The manzanita seemed to have its own source of water, hoarded and secret. A dozen trunks all curved outward in a kind of basket, fending off and creating space. Galen imagined a taproot, something that reached farther down than the others would ever know, but he wasn’t sure that was true. It might be drifting shallow on the surface.

He wanted to honor the manzanita but didn’t know how. All this time, and he hadn’t known it was here. He crouched down and crawled in close but couldn’t get to the center. A kind of cage to keep him out.

Galen crawled away from the manzanita, liked moving on hand and knee, liked seeing the ground and having the dry grass rise high above him. So much better not to have blank air above. The way his body moved in a crawl, catlike, and his awareness increased. Sound and vision in close, and a sense that other things watched him. He wanted to come face-to-face with a rattlesnake, wanted to feel his heart leap.

He imagined his mother down close to the ground, lying on her side, conserving. Hidden away in the shade of the shed, near the walnut drying racks, seeking cool earth. He imagined her skin thinning like paper, like the manzanita bark, drying.

Thistle in close a kind of fortress rising in layers, broadest at the base. Waxy green and thick, with white milky veins, and the purple flower far above made of tassle, of silk. Thistle and manzanita could hold color as the others dried and went yellow and brown, but thistle the more lush, that white milk pulled from nowhere.

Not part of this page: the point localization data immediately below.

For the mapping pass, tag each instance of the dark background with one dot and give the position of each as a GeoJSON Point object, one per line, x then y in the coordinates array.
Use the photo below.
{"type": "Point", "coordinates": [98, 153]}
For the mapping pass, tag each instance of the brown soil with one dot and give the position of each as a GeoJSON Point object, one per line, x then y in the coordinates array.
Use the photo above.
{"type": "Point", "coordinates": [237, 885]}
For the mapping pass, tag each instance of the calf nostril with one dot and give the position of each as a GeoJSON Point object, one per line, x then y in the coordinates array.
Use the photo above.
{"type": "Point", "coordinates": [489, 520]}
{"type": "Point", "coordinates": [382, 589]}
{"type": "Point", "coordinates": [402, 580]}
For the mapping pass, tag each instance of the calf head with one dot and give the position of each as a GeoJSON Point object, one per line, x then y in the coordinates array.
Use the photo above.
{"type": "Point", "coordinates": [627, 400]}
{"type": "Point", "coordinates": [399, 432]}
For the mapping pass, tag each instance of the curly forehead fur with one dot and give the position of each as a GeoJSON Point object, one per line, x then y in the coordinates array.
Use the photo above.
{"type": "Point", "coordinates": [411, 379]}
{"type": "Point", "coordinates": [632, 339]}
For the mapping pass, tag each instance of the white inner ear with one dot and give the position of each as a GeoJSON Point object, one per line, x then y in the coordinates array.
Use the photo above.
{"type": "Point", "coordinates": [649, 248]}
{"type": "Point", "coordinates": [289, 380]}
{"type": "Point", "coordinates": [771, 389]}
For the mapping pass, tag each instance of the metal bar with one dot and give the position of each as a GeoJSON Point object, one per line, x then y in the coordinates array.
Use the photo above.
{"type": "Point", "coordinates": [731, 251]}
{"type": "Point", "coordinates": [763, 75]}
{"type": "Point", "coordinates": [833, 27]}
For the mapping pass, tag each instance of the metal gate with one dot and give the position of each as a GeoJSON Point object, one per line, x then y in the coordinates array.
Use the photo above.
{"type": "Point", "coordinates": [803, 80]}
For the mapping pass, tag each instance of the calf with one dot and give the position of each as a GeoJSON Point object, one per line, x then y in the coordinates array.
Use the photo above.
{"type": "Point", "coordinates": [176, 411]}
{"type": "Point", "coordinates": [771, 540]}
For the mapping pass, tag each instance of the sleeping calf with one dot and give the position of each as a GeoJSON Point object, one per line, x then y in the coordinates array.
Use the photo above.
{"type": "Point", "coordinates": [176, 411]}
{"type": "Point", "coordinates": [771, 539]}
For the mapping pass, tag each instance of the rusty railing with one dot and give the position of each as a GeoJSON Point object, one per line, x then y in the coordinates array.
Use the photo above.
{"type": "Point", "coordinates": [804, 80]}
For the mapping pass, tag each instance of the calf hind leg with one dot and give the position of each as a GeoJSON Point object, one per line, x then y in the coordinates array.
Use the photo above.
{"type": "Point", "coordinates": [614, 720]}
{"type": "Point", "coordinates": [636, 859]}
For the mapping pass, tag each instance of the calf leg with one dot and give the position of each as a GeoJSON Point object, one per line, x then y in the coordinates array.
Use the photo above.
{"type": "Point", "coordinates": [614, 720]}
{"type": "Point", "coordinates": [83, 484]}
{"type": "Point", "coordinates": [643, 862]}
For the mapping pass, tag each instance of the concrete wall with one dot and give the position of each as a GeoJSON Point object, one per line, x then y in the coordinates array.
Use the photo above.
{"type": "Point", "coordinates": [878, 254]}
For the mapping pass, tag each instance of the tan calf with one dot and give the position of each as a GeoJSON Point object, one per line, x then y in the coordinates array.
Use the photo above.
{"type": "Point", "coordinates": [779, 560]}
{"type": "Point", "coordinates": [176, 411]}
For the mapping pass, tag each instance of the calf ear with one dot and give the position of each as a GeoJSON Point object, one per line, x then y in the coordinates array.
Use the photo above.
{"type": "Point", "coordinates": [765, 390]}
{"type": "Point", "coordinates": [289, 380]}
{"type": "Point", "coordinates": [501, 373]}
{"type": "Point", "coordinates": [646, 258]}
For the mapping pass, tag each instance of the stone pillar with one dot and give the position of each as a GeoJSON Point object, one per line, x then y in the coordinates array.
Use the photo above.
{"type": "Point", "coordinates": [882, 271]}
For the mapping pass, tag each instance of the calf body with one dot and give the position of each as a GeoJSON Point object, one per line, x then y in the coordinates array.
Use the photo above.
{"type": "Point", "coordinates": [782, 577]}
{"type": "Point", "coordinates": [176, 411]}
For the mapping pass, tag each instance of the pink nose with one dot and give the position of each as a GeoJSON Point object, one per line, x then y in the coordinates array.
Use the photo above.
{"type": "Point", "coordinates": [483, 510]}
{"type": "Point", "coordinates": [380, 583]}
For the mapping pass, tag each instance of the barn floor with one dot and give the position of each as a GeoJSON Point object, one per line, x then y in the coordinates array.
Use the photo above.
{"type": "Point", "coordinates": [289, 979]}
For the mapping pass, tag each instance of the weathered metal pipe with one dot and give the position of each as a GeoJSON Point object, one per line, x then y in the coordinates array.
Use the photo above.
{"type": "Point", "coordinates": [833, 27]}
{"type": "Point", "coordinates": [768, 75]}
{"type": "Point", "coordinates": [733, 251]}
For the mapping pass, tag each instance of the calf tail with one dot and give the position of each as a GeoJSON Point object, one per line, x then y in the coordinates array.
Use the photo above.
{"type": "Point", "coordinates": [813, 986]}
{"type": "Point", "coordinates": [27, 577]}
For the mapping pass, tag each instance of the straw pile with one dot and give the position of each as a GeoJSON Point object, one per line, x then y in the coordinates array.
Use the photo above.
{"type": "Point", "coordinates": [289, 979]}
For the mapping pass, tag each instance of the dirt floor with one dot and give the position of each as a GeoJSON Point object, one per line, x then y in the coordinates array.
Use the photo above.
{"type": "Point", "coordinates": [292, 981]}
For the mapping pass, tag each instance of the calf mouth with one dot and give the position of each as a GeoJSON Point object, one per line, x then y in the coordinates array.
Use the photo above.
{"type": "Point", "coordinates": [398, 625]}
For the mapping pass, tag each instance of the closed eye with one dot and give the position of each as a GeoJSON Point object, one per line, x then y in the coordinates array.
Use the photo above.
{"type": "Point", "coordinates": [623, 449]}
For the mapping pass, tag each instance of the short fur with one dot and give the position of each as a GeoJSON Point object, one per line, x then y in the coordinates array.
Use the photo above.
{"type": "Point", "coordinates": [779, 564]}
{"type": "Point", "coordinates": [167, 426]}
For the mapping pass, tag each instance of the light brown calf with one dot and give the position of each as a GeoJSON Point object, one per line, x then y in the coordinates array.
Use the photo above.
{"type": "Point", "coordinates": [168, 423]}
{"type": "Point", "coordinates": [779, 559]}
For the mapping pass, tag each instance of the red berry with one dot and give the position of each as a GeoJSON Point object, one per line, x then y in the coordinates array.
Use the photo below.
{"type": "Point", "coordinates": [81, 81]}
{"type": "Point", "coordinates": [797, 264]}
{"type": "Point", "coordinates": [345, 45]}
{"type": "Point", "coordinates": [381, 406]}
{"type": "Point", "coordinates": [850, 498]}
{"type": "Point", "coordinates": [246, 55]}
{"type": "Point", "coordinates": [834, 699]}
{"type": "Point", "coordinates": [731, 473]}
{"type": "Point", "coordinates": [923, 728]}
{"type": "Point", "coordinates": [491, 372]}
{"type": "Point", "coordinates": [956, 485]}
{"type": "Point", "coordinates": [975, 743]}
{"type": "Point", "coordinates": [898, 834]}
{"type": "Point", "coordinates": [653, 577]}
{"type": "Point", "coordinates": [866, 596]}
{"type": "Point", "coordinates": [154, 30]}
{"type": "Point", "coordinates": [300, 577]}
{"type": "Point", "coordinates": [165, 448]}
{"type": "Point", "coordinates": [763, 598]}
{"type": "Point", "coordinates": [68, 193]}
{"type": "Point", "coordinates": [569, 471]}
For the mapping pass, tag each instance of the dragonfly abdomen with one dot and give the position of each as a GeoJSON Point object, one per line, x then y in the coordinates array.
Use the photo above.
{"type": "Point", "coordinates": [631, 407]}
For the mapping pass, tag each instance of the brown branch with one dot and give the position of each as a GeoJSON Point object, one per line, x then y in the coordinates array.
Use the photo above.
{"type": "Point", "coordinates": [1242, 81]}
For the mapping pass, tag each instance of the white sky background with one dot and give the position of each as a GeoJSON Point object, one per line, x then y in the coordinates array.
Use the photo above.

Galen crawled toward the base of a live oak, into greater shade, the spines writing along his back in thin cuts. Fallen leaves cutting his hands and knees. Ants everywhere, red and black, living in deadfall. Galen lay down among them and waited. Lay here as his mother lay there, sharing the same ground.

These are the true things, Galen said. My mother might be dead. Or she’s dying. And I’m not helping her. I didn’t bring her water, and I’m not helping her now. I’m lying here in dry grass and live oak, and I’m waiting for her to die. That’s what I’m really doing.